Explaining Why Inflation Has the Effects It Has on Your Child
At the moment, the cost of things is rising more than salaries. Therefore, we are having to make decisions what we can and can’t buy. For your child this would be that if the can of Coke and a Mars bar both double in price they can only buy one of them with their pocket money rather than both. This is the same decision you may need to make about a holiday, or some people heating or eating. Whatever your own economic position, it is worth explaining that the effects are not equal for everyone.
So if the Cost of Everything Is Going Up, Why Are Interest Rates?
So your child might say if everything is difficult why are interest rate going up. Traditionally, to remove demand for spending money, governments make it worth saving it in a bank and stop borrowing more. So your child might save their money rather than buy that can of Coke if they thought that $1 would become $1.50 at the end of the year. It is an interesting discussion whether this will work this time. Lots of the things people are buying are things that they need so can’t avoid.
Explaining inflation to your child is relatively easy using the anology of their pocket money and a can of Coke.
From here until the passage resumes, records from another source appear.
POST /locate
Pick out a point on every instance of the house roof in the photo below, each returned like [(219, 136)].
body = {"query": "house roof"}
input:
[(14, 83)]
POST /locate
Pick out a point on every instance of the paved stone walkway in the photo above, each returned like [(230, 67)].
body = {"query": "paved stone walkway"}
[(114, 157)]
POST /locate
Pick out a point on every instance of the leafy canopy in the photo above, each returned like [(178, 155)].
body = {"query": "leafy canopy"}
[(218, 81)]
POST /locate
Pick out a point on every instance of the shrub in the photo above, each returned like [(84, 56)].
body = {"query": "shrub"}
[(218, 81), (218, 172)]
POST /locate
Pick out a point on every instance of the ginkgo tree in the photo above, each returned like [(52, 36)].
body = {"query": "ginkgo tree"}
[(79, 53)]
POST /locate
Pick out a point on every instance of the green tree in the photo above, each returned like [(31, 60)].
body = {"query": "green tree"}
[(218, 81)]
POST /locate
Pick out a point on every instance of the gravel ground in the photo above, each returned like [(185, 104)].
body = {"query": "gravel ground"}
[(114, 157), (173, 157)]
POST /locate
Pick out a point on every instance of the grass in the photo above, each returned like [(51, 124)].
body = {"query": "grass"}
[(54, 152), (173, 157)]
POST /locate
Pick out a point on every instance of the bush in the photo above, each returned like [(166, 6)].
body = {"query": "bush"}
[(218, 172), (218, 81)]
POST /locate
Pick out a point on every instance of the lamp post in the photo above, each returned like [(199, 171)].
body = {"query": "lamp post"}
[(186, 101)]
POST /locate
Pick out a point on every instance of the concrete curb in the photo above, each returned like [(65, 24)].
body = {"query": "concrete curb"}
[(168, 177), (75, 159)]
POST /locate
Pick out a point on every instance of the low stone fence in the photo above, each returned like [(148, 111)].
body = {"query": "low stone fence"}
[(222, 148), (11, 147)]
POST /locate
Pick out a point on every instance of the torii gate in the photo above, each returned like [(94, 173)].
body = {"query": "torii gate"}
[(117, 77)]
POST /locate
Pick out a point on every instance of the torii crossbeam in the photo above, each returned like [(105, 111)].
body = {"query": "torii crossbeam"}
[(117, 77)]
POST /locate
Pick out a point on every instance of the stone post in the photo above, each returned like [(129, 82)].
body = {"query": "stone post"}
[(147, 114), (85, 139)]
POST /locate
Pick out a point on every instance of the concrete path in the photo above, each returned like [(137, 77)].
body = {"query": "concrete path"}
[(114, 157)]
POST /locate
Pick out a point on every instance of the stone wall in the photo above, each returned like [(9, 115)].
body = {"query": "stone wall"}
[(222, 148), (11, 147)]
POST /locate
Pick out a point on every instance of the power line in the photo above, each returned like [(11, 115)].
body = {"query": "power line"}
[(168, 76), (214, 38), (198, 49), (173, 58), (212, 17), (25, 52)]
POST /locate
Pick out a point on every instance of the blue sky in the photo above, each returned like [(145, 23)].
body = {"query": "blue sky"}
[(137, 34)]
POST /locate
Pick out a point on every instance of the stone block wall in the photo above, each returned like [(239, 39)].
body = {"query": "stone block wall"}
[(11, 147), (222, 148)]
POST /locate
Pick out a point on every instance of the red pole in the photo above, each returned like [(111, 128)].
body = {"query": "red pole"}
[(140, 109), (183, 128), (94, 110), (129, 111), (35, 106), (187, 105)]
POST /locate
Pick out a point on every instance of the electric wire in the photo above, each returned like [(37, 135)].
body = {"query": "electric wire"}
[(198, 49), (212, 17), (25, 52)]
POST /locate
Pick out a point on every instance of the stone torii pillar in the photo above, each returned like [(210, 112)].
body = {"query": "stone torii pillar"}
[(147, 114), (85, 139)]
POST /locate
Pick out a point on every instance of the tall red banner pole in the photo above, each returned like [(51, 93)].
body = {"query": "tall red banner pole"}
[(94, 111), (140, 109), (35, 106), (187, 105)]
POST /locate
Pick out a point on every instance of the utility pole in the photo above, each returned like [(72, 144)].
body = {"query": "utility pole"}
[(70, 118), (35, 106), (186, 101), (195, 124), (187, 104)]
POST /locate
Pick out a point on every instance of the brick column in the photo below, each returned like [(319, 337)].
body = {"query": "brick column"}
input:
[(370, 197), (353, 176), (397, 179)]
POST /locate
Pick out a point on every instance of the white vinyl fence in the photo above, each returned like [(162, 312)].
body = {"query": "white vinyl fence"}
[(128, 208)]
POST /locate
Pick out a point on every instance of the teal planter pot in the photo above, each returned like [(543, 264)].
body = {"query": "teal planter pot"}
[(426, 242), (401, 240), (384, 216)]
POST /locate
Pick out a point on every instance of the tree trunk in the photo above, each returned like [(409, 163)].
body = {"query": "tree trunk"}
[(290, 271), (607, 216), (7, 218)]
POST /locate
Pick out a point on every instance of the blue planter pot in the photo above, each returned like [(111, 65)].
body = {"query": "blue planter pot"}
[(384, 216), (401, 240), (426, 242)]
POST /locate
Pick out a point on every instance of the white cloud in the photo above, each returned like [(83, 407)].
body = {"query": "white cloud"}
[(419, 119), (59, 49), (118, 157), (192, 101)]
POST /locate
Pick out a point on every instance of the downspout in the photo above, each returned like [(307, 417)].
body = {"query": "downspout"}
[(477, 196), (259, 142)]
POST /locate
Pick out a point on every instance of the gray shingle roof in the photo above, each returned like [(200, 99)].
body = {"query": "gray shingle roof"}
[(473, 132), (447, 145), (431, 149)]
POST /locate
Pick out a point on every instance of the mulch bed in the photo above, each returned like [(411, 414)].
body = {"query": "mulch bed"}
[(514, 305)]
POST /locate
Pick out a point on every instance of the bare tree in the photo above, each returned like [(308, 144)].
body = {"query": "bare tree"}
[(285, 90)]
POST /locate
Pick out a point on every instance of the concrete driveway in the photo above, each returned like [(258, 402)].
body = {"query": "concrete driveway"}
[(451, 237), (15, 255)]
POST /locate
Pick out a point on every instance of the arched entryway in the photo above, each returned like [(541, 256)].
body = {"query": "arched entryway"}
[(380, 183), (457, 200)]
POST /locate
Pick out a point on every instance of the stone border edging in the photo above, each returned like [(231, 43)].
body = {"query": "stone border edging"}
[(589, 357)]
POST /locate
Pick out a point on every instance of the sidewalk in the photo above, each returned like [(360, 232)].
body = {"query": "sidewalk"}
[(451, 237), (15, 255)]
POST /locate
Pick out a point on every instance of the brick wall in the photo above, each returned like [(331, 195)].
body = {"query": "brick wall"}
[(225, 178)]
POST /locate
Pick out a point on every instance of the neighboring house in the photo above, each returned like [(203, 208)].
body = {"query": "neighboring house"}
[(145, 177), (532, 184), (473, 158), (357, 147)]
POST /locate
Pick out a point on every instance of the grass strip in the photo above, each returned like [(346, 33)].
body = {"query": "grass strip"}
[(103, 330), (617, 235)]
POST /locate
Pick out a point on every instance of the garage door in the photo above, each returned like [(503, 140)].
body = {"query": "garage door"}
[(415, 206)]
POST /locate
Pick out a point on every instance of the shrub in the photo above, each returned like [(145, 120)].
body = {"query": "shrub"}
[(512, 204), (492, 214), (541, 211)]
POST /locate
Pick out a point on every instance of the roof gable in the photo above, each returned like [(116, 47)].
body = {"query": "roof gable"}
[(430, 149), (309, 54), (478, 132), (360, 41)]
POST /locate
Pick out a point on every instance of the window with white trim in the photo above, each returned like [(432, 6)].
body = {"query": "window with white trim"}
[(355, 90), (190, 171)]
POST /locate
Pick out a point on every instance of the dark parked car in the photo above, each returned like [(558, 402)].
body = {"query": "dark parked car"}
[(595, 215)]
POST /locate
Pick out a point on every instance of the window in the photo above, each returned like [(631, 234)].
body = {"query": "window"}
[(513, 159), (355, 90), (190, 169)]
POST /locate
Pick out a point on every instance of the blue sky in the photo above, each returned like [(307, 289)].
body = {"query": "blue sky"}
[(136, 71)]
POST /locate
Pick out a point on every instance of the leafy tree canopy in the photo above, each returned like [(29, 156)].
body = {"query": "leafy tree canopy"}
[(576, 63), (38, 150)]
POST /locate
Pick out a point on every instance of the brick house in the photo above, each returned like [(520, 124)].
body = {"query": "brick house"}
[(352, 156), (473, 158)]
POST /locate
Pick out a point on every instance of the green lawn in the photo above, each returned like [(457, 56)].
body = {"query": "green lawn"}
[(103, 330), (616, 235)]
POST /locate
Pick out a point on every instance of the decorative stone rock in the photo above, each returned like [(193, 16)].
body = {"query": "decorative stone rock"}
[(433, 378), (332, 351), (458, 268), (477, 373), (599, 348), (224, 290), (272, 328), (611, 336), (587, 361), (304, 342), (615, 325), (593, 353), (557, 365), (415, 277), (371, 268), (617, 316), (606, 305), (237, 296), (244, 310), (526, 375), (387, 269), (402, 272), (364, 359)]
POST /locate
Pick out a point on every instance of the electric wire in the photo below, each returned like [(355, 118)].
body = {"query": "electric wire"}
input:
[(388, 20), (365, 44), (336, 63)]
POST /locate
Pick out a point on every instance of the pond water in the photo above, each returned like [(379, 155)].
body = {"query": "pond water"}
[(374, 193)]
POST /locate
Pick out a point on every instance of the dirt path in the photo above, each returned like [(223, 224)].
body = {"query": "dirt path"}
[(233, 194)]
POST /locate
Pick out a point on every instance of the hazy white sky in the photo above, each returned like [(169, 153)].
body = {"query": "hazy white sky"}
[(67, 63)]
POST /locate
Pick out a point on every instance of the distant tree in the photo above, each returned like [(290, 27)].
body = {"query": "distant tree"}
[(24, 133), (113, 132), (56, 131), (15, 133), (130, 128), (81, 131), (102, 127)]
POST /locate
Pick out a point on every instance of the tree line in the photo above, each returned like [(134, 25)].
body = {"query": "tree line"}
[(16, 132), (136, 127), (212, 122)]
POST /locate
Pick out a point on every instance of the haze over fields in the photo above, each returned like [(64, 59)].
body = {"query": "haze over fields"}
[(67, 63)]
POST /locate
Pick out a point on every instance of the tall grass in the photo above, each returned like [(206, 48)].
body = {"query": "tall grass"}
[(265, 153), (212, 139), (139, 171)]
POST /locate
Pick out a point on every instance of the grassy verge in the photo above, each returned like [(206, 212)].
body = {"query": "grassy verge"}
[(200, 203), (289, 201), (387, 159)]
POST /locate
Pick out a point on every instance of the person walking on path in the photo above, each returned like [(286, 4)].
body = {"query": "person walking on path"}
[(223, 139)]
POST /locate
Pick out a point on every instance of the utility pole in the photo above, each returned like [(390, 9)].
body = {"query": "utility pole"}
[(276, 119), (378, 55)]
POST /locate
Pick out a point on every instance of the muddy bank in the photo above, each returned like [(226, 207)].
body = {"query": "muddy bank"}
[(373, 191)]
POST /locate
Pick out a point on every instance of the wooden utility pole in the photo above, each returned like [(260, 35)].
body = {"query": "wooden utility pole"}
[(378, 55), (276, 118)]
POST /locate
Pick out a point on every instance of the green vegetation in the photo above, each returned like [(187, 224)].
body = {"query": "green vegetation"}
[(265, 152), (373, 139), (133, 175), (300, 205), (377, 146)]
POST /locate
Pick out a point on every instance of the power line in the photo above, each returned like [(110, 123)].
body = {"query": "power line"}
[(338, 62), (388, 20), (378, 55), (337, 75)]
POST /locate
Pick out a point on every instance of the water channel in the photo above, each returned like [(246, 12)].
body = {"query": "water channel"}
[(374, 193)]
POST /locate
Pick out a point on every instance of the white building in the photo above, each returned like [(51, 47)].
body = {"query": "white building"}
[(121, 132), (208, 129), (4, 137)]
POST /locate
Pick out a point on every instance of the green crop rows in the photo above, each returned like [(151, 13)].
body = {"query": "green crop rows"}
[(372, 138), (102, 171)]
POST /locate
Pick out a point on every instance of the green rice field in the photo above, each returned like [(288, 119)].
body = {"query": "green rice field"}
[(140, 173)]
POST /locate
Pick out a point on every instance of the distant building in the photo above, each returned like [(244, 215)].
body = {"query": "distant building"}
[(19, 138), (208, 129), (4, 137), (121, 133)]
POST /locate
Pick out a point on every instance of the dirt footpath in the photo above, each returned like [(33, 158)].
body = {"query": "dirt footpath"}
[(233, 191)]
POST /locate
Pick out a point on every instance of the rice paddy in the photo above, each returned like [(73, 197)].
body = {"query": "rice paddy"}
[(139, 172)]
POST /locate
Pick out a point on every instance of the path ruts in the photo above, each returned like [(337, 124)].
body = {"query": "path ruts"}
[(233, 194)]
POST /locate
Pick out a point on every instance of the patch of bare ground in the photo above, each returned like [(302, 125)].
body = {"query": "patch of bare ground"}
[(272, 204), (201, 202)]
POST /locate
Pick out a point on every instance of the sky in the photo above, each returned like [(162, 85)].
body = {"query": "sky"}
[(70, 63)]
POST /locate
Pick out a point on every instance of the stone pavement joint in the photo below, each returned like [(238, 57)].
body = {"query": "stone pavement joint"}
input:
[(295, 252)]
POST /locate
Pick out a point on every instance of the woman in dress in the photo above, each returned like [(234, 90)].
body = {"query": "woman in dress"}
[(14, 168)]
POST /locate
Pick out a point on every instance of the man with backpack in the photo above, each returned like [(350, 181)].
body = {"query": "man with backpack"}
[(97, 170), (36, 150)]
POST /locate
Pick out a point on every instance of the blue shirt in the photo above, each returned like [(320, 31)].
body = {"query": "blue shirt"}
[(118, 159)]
Depending on their maturity it can then be difficult to go further and explain the link with interest rates. But, as said at the top, one of the roles for us as parents is to make sure that our children understand these concepts. Conversations about money and choices are not something to be avoided. Like an understanding of diets and healthy relationships, if your child does not have an understanding before they leave home, we can’t be surprised if they make mistakes!